Teicoplanin is a glycopeptide with many similarities to vancomycin. It is available for patients in Europe but not in the United States. It has importance in investigation of the vancomycin resistance phenotype of enterococci.
Vancomycin and teicoplanin interfere with cell wall synthesis in Gram-positive bacteria by interacting with the d-alanyl-d-alanine (d-Ala-d-Ala) group of the pentapeptide chains of peptidoglycan precursors. The best-studied vancomycin resistance determinant is the VanA operon. It is a system of genes packaged in a self-transferable plasmid containing a transposon closely related to Tn1546 (Figure 1). There are two open reading frames that code for transposase and resolvase; the remaining seven genes code for vancomycin resistance and accessory proteins. The vanR and vanS genes are a two-component regulatory system sensitive to the presence of vancomycin or teicoplanin in the environment. vanH, vanA, and vanX are required for vancomycin resistance. vanH and vanA encode for proteins that manufacture the depsipeptide (d-Ala-d-lactate) rather than the normal peptide (d-Ala-d-Ala). The depsipeptide, when linked to UDP-muramyl-tripeptide, forms a pentapeptide precursor that vancomycin and teicoplanin will not bind to. vanX encodes a dipeptidase that depletes the environment of the normal d-Ala-d-Ala dipeptide. vanY and vanZ are not essential for vancomycin resistance. vanY encodes a carboxypeptidase that cleaves the terminal d-Ala from the pentapeptide, depleting the environment of any functional pentapeptide that may have been manufactured by the normal cell wall building process. vanZ’s function is unclear.
Fig1. Schematic map of transposon Tn1546 from E. faecium that codes for vancomycin resistance.

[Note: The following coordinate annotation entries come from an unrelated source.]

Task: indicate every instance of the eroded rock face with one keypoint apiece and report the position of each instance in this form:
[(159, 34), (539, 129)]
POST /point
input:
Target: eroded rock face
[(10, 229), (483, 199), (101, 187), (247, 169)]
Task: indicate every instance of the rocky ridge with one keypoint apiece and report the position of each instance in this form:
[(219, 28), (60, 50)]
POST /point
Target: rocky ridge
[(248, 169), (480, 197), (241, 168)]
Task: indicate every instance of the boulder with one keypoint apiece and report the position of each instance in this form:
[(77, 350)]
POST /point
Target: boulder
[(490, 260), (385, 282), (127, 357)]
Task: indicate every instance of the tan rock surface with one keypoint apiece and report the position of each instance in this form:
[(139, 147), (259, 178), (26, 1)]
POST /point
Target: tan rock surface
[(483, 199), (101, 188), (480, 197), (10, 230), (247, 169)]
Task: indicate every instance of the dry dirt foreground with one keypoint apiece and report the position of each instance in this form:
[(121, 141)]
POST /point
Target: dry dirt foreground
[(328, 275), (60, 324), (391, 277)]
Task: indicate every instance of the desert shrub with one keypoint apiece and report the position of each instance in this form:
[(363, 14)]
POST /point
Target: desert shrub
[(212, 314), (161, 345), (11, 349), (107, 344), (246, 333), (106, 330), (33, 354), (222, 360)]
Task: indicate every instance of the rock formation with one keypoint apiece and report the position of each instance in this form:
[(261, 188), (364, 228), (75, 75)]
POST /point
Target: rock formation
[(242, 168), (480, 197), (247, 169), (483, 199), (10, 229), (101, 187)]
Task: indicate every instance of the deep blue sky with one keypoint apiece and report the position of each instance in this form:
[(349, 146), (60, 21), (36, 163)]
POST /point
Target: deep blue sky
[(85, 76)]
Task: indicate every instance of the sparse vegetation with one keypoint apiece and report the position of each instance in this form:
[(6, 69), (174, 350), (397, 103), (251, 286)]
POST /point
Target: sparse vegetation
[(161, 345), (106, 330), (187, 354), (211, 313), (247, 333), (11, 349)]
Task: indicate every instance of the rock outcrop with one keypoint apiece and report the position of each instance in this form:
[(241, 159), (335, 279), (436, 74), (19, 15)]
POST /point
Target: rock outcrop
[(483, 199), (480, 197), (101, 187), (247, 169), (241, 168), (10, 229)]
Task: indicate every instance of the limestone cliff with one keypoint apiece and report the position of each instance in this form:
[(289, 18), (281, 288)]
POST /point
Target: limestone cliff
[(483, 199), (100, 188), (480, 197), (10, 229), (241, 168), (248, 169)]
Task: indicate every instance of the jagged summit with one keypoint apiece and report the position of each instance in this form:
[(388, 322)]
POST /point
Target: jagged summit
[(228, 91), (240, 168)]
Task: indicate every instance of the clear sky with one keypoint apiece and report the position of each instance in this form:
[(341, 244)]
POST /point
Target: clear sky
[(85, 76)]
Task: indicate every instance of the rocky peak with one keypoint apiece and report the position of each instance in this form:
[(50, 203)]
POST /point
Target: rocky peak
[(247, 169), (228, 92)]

IRL and IRR indicate the left and right inverted repeats of the transposon, respectively. (Adapted and reproduced with permission from Arthur M, Courvalin P: Genetics and mechanisms of glycopeptide resistance in enterococci. Antimicrob Agents Chemother 1993;37:1563.)
Similar to vanA, vanB, and vanD code for d-Ala-d-Lac, but vanC and vanE code for d-Ala-d-Ser.
Because enterococci that are resistant to vancomycin frequently carry plasmids that confer resistance to ampicillin and the aminoglycosides, newer agents such as daptomycin, linezolid, quinupristin–dalfopristin, and tigecycline (among others) are used for treatment of vancomycin-resistant enterococci (VRE) infections.
D. Trimethoprim–Sulfamethoxazole Resistance
Enterococci often show susceptibility to trimethoprim sulfamethoxazole by in vitro testing, but the drugs are not effective in treating infections. This discrepancy is because enterococci are able to utilize exogenous folates available in vivo and thus escape inhibition by the drugs.